Despite significant advances in Multimodal Large Language Models (MLLMs), understanding complex temporal dynamics in videos remains a major challenge. Our experiments show that current Video Large Language Model (Video-LLM) architectures have critical limitations in temporal understanding, struggling with tasks that require detailed comprehension of action sequences and temporal progression. In this work, we propose a Video-LLM architecture that introduces stacked temporal attention modules directly within the vision encoder. This design incorporates a temporal attention in vision encoder, enabling the model to better capture the progression of actions and the relationships between frames before passing visual tokens to the LLM. Our results show that this approach significantly improves temporal reasoning and outperforms existing models in video question answering tasks, specifically in action recognition. We improve on benchmarks including VITATECS, MVBench, and Video-MME by up to +5.5%. By enhancing the vision encoder with temporal structure, we address a critical gap in video understanding for Video-LLMs.

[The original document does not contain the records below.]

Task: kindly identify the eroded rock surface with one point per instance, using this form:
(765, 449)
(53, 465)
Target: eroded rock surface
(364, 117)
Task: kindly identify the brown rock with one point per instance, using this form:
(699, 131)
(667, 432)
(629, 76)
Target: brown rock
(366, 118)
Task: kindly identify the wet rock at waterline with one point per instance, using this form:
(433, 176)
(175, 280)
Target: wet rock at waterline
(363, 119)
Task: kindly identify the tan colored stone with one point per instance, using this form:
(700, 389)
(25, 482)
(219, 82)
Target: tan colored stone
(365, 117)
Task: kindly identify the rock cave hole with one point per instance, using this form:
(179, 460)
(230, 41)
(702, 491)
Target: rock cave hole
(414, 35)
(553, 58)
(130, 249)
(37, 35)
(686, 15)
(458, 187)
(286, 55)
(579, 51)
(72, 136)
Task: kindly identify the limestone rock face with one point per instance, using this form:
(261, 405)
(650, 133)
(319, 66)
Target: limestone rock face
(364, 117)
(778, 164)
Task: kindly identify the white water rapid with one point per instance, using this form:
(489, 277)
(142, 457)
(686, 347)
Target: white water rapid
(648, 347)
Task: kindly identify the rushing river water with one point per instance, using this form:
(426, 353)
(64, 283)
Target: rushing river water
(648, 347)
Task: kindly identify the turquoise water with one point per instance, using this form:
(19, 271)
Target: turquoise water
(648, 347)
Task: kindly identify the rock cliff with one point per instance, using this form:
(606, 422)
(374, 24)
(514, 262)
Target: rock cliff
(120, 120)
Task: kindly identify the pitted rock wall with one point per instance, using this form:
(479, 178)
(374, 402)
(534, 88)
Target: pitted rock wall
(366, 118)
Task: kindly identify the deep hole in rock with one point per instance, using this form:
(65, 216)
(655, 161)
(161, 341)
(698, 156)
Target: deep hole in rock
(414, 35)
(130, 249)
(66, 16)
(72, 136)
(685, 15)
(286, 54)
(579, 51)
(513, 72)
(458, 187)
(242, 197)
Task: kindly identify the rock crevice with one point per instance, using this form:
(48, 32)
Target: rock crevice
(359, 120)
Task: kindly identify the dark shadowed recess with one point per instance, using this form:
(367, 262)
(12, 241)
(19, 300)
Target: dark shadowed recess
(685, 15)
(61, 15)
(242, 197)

Project page and code are available at: https://alirasekh.github.io/STAVEQ2/.

Paper Structure

This paper contains 30 sections, 8 equations, 4 figures, 12 tables.

Figures (4)

  • Figure 1: Responses from Qwen2-VL and our STAVEQ2. Left: For a temporally simple action (Biking), both models answer correctly. Right: For a temporally challenging action (pulling something from right to left), Qwen2-VL provides an incorrect answer, while our STAVEQ2 succeeds.
  • Figure 2: Confusion matrices of InternVideo2-Chat performing action recognition on SSv2-T10 showing results on the following classes: (1) Pulling [something] from left to right; (2) Pulling [something] from right to left; (3) Throwing [something] in the air and catching it; (4) Throwing [something] in the air and letting it fall; (5) [Something] falling like a rock.
  • Figure 3: Our proposed STAVEQ2 architecture. Video frames are processed through transformer blocks with spatial and stacked temporal attention modules, capturing intra-frame and inter-frame dynamics. The resulting visual tokens are fed into the LLM for answer generation.
  • Figure G.1: Attention maps for the action poking [something] so that it falls over.